Joe Biden cried at a Delaware campaign fundraiser and said he is preparing for an “ugly” fight against President Trump in a general election.
“This is going to be really difficult,” Biden said Tuesday in Wilmington, Delaware, according to a pool report. “But we’re strong. The whole family is strong. I don’t take well to bullies.”
The former vice president and his son Hunter Biden, 49, are a key element of the impeachment proceedings against Trump due to Hunter Biden’s role on the board of Ukrainian gas company Burisma while Joe Biden spearheaded U.S. policy toward Ukraine. Trump asked the Ukrainian president to investigate the arrangement, prompting House Democrats to pursue impeachment on the basis of abusing power to influence a foreign government to harm a political rival.
Biden, 77, said that while there are “so many enticing nicknames” he could give Trump, he will not give the president a nickname, as Trump does for his rivals. “The one nickname I’m looking forward to give him is former President Donald Trump,” he said.
About a minute into his speech, Biden cried and dabbed his eye, explaining that he was “little emotional” being back in the state that he represented in the Senate for 36 years and among those who stood by him when there was a “target” on him early in his campaign.
“The way the African American community has stuck by me in this state is absolutely amazing,” Biden said, referencing scrutiny over his work with segregationist senators in the 1970s. California Sen. Kamala Harris, who ended her presidential bid earlier this month, criticized Biden in a June presidential primary debate for his opposition to busing.
“They sent the national press here,” he explained. “And they actually sent a group of reporters, eight of them, and they were very, very hostile. New, young reporters who didn’t know much about me.”
Biden said the reporters learned that Wilmington residents like and support him. “A lot of the new, and totally understandable, reporters don’t have any idea what the context was, what things looked like here with busing,” Biden said. “You all vouched for me, and it made a gigantic difference.”
Delaware Gov. John Carney and the Delaware congressional delegation, Rep. Lisa Blunt Rochester and Sens.
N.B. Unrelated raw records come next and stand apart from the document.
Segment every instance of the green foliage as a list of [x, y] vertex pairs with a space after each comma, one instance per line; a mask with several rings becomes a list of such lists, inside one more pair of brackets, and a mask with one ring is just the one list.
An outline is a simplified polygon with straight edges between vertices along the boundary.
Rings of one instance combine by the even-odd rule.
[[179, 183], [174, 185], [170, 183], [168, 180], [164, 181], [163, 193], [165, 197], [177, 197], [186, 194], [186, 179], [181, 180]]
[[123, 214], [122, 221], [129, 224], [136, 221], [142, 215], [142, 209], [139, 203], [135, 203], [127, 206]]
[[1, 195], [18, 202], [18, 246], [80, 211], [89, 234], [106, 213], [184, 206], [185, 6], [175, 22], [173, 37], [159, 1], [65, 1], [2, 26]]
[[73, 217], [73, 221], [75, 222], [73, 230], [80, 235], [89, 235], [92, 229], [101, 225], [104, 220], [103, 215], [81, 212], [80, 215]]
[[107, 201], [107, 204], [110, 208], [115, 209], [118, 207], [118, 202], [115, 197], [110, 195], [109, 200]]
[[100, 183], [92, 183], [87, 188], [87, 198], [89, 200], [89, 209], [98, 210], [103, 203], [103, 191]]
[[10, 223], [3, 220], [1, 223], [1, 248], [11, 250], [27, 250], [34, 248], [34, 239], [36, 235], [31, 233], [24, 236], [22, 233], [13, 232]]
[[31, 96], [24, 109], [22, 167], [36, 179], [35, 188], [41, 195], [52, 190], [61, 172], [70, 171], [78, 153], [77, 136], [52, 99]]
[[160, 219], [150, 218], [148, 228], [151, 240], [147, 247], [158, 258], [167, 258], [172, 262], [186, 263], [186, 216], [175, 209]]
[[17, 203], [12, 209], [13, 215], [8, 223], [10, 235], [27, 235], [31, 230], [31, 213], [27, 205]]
Tom Carper and Chris Coons, hosted the fundraiser of about 380 people, where tickets ranged from $100 to $2,800.
John Burris, a Republican former Delaware state representative who ran against Biden for Senate in 1984, also attended the fundraiser, which Biden used as an opportunity to praise the bipartisanship spirit in the state.
“There is a Delaware way,” Biden said. “It fades every once in a while, but it’s still here in Delaware.”
“I know some of my opponents in the primary, and they’re all good people, say that’s naive,” Biden said on his vision to pull the country together. “But I refuse to accept the notion that we can’t unite this country.”